Composed by
Jesper Kyd

 

Published by
EA Games (2004)

 

Tracklistings
1) Main Title
2) Invasion of the Empire
3) March of the Empire
4) Isabella - Leader of the Resistance
5) Betrayel at Rebel Base
6) The Battle for Freedom
7) Nightfall
8) Flag of Freedom
9) Freedom Fighters
10) Choir of Liberty
11) Rebel Base
12) Infiltrator
13) Sabotage
14) Snow Battle
15) Governor's Island
16) Final Battle
17) Zero Hour (Bonus Track)
18) Flag of Freedom (Original Version)

 

Extras
- Game Website
- Composer Website

 

Availability
- Synsoniq.com

 

Review by
Steven A. Kennedy

Guest Review by Steven A. Kennedy (stev4uth@hotmail.com)

Freedom Fighters

We live in a strange and wondrous musical time. Not only can we find music from a variety of art, popular, ethnic, and film music genres, but we can also find recordings of music composed for our favorite video games! The world of video entertainment has come a far cry away from the beeps and tones of the Atari days! The award-winning Jesper Kyd has written several video game soundtracks, most notably for the Hitman series, and recently completed a score for the film Cycles that has yet to see wide release.

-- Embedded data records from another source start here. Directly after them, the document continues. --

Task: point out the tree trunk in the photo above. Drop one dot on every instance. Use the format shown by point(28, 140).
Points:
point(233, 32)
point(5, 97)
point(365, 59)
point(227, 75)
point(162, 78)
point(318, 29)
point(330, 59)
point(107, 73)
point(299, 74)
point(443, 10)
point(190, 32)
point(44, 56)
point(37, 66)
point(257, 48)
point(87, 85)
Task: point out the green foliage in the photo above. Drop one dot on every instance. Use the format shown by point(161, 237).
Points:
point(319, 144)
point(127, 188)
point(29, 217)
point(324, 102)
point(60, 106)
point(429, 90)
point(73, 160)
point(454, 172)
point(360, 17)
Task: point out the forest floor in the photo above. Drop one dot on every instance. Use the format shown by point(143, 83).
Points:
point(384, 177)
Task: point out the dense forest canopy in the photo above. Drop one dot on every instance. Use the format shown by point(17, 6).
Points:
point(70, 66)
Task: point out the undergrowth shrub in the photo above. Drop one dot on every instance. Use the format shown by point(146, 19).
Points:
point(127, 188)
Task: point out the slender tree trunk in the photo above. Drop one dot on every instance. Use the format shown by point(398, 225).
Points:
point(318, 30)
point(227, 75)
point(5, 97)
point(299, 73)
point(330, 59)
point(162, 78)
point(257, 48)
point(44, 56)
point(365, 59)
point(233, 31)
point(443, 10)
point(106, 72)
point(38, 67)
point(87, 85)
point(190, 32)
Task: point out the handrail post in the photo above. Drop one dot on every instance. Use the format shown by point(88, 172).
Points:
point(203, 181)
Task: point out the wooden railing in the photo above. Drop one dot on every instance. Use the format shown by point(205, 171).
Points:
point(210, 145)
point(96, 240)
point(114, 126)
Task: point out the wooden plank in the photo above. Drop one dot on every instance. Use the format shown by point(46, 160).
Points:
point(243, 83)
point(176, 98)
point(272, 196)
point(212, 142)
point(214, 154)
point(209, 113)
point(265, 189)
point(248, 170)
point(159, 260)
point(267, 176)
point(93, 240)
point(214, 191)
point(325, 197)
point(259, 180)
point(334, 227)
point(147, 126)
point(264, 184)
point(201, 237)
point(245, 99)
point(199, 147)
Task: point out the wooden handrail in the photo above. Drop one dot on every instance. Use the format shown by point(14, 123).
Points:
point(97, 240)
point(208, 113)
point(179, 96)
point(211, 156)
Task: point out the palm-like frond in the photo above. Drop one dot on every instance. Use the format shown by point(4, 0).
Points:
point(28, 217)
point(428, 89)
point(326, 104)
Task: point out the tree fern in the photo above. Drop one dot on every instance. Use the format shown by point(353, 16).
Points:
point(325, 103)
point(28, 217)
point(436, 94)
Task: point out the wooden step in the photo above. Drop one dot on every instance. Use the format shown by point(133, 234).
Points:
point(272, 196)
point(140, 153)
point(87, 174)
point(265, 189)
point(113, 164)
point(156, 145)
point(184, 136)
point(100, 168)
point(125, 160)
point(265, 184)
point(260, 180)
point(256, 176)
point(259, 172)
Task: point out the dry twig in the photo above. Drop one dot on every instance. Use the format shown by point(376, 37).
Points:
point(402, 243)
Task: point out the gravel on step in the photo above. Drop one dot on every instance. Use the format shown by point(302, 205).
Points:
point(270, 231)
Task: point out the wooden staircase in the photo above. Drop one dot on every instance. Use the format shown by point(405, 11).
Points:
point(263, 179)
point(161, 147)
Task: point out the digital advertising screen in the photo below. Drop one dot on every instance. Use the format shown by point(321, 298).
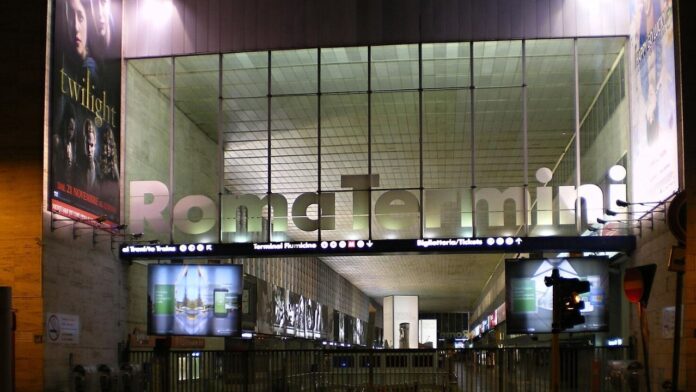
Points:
point(194, 299)
point(529, 302)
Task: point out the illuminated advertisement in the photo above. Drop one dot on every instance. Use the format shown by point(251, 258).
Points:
point(529, 302)
point(427, 333)
point(85, 136)
point(654, 163)
point(194, 299)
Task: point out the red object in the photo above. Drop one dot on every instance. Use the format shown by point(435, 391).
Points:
point(633, 285)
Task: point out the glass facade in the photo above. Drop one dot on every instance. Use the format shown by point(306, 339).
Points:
point(424, 140)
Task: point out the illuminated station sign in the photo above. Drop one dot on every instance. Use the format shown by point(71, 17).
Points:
point(378, 247)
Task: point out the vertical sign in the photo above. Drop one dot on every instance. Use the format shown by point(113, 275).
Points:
point(85, 135)
point(653, 101)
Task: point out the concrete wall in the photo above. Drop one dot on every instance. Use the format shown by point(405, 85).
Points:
point(23, 59)
point(84, 279)
point(208, 26)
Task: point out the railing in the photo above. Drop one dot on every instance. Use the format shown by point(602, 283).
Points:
point(496, 369)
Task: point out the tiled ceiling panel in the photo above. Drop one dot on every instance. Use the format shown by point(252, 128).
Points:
point(443, 282)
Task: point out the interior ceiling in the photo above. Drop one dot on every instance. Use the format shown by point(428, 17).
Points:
point(443, 282)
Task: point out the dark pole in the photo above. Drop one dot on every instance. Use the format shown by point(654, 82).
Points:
point(555, 329)
point(6, 343)
point(677, 332)
point(644, 339)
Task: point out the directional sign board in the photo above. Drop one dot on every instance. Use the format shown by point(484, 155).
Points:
point(378, 247)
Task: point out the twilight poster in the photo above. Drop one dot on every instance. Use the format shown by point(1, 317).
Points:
point(85, 133)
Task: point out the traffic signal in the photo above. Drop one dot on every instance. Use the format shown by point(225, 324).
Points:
point(567, 302)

His score for the action adventure game Freedom Fighters has definitely more going for it than many average film scores. There are the obligatory video game sounding electronics that seem an inherited feature from Brad Fiedel’s Terminator scores. The full sound of the Hungarian Radio Chorus lifts those electronic ostinato patterns beyond sheer aural filler. The choral writing has a definite Slavic feel to it that will be reminiscent for some of the choral writing in The Hunt for Red October, and Poledouris’ Conan scores. The synthetic keyboard sounds are like Vangelis on steroids. They are used as much for percussive effect as they are for a kind of orchestral sound reinvention.

While each track is intriguing musically, the constant barrage of electronic punctuations that loop endlessly can get rather tiresome. Perhaps that is a weakness of the genre. Kyd is able to change the surrounding texture enough to generally maintain interest for each rather extensive track that need to be heard as slowly building climaxes. These are not one-minute loops, but individual movements that must be rarely experienced while playing the game. Most have a kind of modified song structure or are in long tri-partite arcs. The live chorus performs only on a few select tracks. Other choral effects seem to be synthetically generated by a very well-prepared instrument that has been put together by Kyd. In fact, the score is a lot more interesting than many recent film score attempts. While many will pass this by, gamers will definitely wish to check out this CD as will those interested in electronic music. The appeal to techno fans will also not be missed.